(the tyranny of the keyboard)
I love my "job." It's in quotes not because I don't get paid for it (I do) and not because it isn't work (it is) but because for as long as I can remember I thought I would be a writer.
And technically, mostly by accident and circumstance, and also because I get paid to do it, I am a writer, and it is actually how I make my living, so it qualifies as a job. There are two things I do as a writer:
1. Mercenary writing work: This is usually referred to as freelance writing, but in my head I see myself as a mercenary sailing the seas of the internet, loyal to no one country but getting the job done for all. In a less glamorous view, this is where people pay me to write blog posts, articles, and snippets of content, or they give me ducats to read their work and polish it. Sometimes I get credit, sometimes I don't (but I still post some of it to my Pinterest writing page). This is how the lights stay on and the bills get paid.
2. My own writing: This is the writing that I put off and generally procrastinate about but which gives me tremendous joy (when done well) and inconsolable heartache (when the words don't come).
It is to this heartache that I address this blog. The heartache of the lazy, the lost-for-words, the plain old what-the-hell-should-I-say days. There are, fortunately, thousands who have come before me, much more famous and skilled than I will ever be (let's be honest with ourselves), who can address the very issue of how to work when the work won't come.

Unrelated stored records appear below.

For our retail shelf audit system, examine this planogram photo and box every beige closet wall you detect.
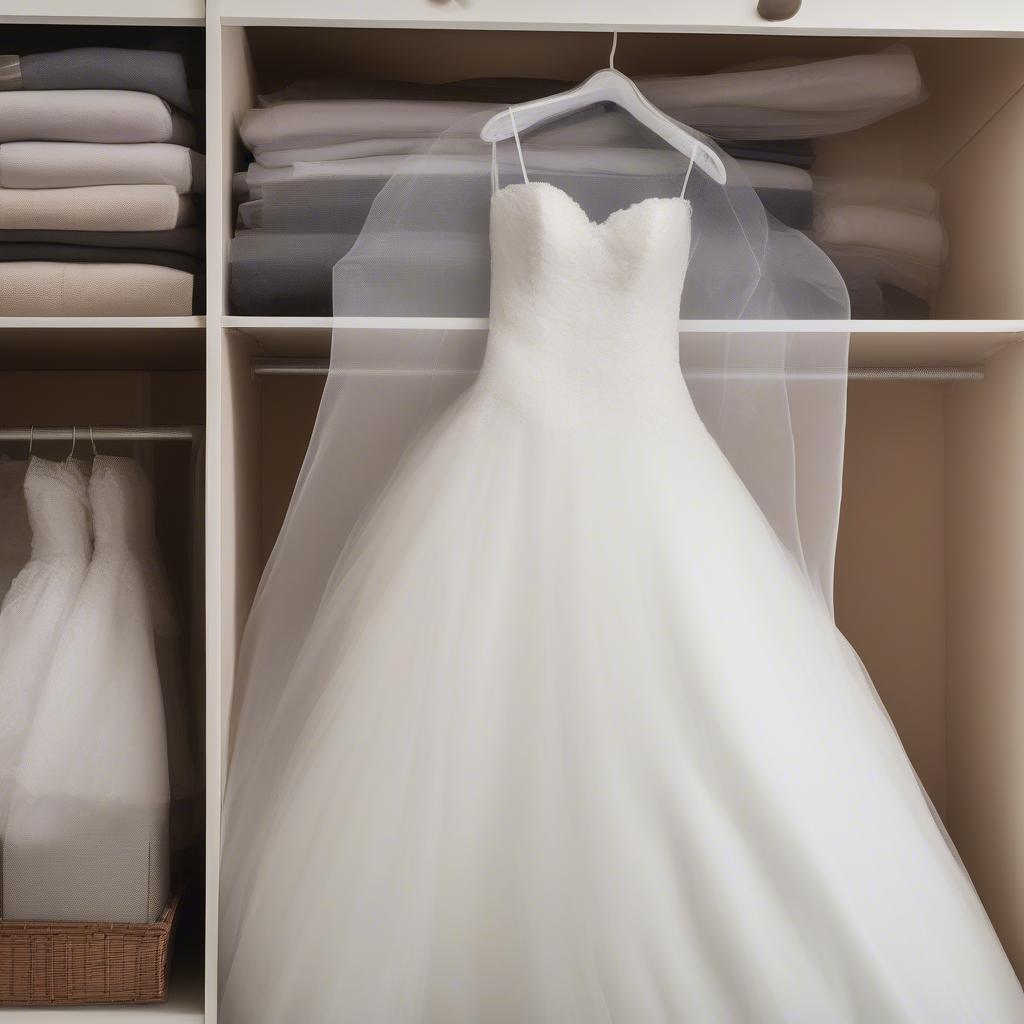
[836,381,946,813]
[946,346,1024,970]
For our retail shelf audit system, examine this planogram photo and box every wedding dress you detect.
[0,459,32,603]
[0,458,91,839]
[3,456,169,923]
[221,174,1024,1024]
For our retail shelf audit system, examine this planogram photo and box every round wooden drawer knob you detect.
[758,0,801,22]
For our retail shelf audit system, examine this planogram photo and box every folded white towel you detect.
[0,142,205,195]
[0,185,196,231]
[814,206,946,266]
[0,263,194,316]
[0,89,196,145]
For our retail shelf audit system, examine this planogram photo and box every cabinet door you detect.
[220,0,1024,36]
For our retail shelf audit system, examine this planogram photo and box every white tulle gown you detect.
[3,456,169,923]
[0,458,92,835]
[221,183,1024,1024]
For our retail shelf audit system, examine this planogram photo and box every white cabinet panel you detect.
[220,0,1024,36]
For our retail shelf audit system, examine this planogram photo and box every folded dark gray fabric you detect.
[0,46,191,112]
[719,138,814,171]
[0,227,203,256]
[0,242,200,273]
[754,188,814,231]
[228,231,357,316]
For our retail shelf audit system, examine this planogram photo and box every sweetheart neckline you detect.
[490,181,692,234]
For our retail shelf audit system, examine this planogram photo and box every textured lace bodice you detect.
[484,182,690,395]
[25,459,90,559]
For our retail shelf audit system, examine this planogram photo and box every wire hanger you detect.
[480,32,726,185]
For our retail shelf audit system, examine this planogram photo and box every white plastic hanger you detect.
[480,32,726,185]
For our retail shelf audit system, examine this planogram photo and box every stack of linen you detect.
[230,47,924,315]
[0,47,204,316]
[811,178,947,319]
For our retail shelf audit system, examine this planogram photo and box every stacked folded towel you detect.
[811,178,947,319]
[230,47,923,315]
[0,47,205,316]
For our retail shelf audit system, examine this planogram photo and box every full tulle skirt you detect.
[221,381,1024,1024]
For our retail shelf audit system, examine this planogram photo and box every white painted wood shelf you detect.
[218,0,1024,37]
[0,0,206,26]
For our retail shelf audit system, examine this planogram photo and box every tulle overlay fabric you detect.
[221,183,1024,1024]
[3,456,172,922]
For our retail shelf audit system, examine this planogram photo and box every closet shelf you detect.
[223,316,1024,367]
[0,316,206,331]
[3,0,206,25]
[220,0,1024,36]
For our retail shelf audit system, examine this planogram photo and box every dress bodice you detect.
[484,182,690,397]
[25,458,89,559]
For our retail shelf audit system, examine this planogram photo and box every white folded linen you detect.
[0,142,205,195]
[0,89,196,145]
[0,263,194,316]
[638,46,925,139]
[814,177,939,216]
[814,206,946,267]
[241,47,923,157]
[0,185,196,231]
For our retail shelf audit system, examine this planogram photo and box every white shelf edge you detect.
[0,316,206,331]
[0,0,206,27]
[221,316,1024,338]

I get a tremendous amount of solace from the knowledge that every writer in history has struggled to write. From just planting their hind end in the chair to actually putting words on paper or computer screen to people thinking that you don't have a real job because all you do is "dink around online," everything about writing is challenging. It is a beautiful thing that in this land of struggle there are kindred spirits, brilliant writers and artists, many of whom even in the midst of a crisis of writer's block proportions come to the same conclusion.
Write like a motherfucker.
While I am actually not a huge fan of Cheryl Strayed's, how can one argue with this?

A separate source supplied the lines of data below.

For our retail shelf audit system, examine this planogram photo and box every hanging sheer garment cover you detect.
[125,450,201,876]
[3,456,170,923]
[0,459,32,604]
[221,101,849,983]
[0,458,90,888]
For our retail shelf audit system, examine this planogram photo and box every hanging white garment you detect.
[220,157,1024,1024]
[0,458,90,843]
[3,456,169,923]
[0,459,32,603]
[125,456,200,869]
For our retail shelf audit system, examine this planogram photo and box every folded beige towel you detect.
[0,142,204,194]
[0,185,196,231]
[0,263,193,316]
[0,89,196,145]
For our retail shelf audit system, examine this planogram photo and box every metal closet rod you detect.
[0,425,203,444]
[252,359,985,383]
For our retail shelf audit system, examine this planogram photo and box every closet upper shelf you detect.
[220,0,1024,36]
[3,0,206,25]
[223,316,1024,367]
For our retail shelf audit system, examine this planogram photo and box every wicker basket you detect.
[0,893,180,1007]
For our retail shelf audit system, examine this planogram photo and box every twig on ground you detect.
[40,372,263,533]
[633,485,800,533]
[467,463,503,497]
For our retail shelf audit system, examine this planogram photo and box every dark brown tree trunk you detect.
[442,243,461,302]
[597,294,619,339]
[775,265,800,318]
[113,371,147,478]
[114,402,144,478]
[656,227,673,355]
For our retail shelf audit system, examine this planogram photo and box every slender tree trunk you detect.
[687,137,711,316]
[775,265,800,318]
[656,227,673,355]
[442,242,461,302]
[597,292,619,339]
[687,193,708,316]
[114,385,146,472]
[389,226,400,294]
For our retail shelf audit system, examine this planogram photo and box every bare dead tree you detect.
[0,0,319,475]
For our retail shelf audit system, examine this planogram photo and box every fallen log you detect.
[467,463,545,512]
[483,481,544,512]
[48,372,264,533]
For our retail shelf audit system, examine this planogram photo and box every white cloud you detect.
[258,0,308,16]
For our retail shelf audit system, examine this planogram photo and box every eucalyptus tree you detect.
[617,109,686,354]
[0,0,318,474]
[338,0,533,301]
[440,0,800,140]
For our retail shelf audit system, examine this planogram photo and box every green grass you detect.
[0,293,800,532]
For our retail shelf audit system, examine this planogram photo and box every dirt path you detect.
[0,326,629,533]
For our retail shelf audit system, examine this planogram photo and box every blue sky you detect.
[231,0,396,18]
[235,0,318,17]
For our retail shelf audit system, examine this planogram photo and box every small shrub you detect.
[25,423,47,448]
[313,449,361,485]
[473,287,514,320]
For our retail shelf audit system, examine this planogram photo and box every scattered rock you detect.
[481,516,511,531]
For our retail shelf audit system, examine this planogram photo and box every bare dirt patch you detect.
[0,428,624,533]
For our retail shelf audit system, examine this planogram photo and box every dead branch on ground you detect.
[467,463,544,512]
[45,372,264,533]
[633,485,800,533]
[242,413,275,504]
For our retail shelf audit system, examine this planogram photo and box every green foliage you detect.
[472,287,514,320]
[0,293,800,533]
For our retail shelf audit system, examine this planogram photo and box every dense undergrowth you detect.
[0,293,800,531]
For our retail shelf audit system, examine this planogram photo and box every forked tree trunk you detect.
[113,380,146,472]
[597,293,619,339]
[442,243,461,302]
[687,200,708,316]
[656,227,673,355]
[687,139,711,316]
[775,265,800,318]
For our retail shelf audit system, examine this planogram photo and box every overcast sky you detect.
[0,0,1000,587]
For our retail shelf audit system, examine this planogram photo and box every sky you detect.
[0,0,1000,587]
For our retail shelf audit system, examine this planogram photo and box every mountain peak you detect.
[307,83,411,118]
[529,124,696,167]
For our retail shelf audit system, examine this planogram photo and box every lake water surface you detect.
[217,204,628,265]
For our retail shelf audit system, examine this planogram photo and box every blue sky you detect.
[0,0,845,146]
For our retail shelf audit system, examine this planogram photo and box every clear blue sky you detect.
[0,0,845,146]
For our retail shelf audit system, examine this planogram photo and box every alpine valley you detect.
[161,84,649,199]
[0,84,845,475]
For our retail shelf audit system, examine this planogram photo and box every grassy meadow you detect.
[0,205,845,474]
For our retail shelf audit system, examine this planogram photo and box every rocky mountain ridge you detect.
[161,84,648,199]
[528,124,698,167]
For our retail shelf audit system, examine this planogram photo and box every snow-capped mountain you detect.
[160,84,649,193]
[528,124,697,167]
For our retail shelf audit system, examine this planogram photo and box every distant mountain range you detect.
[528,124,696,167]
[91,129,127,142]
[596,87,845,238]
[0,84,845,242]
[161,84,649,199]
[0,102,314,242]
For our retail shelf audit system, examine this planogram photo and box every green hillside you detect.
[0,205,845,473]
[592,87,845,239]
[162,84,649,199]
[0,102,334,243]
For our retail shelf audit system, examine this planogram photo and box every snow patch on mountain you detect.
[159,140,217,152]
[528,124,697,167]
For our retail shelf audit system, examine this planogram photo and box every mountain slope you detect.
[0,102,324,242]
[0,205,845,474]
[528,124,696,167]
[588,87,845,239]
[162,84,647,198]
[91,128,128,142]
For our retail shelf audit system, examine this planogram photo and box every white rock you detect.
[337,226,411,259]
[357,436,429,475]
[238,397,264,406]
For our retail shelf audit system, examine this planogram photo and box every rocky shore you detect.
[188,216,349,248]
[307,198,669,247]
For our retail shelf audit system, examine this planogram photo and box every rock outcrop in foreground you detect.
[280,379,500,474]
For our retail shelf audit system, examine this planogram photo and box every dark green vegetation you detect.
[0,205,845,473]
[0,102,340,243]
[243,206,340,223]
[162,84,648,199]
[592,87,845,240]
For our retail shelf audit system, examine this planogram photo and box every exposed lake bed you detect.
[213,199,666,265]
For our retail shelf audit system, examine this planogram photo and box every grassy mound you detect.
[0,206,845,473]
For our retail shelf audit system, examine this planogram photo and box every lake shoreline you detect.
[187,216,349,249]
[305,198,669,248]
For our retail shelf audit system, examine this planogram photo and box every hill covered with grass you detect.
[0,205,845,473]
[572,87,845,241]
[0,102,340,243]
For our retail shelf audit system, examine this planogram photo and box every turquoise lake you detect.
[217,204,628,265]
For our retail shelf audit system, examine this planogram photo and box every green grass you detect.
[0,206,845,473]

“Writing is hard for every last one of us… Coal mining is harder. Do you think miners stand around all day talking about how hard it is to mine for coal? They do not. They simply dig.”
Another person I turn to frequently when the rock echoes at the bottom of the well is Chuck Close. He is an artist whose work has stayed with me, in large part because of the workman-like manner in which he constructs his pieces. He takes photographs of faces, and then, in an art-school-type way, enlarges them to huge proportions using a grid drawn on an enormous canvas (think 10'x10' portraits). The grid lines remain on the work; he doesn't erase them or attempt to cover them. This workman's dedication to The Job rings through one of the most profound pieces of advice on creativity that I have ever heard (or followed):
"Inspiration is for amateurs — the rest of us just show up and get to work."
Show up, get to work: that is how the creation happens.
Write the crappy piece of writing. Take the horrible picture.
Feel bad about your awful work? Good. Filled with self-doubt? Even better.
"But the problem is that bad writers tend to have the self-confidence, while the good ones tend to have self-doubt."
Charles Bukowski knows a thing about self-doubt (and a good bit of self-loathing, I'll warrant). If you can somehow manage to show up anyway, to go to work, to dig the mine, then the work is its own reward. And if the vein goes away or the levy runs dry?
Back to Chuck Close:
"...the most interesting thing is to back yourself into your own corner where no one else’s answers will fit. You will somehow have to come up with your own personal solutions to this problem that you have set for yourself because no one else’s answers are applicable."
Back yourself into a corner and figure that shit out. Be honest in your writing in a way that is true to your own voice and where you come from and things will happen. If it feels fake, it is. If it feels true, it is (for you).
But above all, sit down, every day, and write.
Write like a motherfucker.
I share this advice when I most need to hear it, when my work is taking a turn for the better or the worse, when it is time for rubber and road to become acquainted and the mind is willing but the flesh is weak.
I share it because writing is lonely work that millions of people do (to the tune of a white-noisy two million blog posts a day) but no one really talks much about in person (kind of like masturbating, only way more than two million of us doing it at once).
I share it in hopes that you will add your own advice to the comments: what is your writing routine, and what do you do when the words don't come?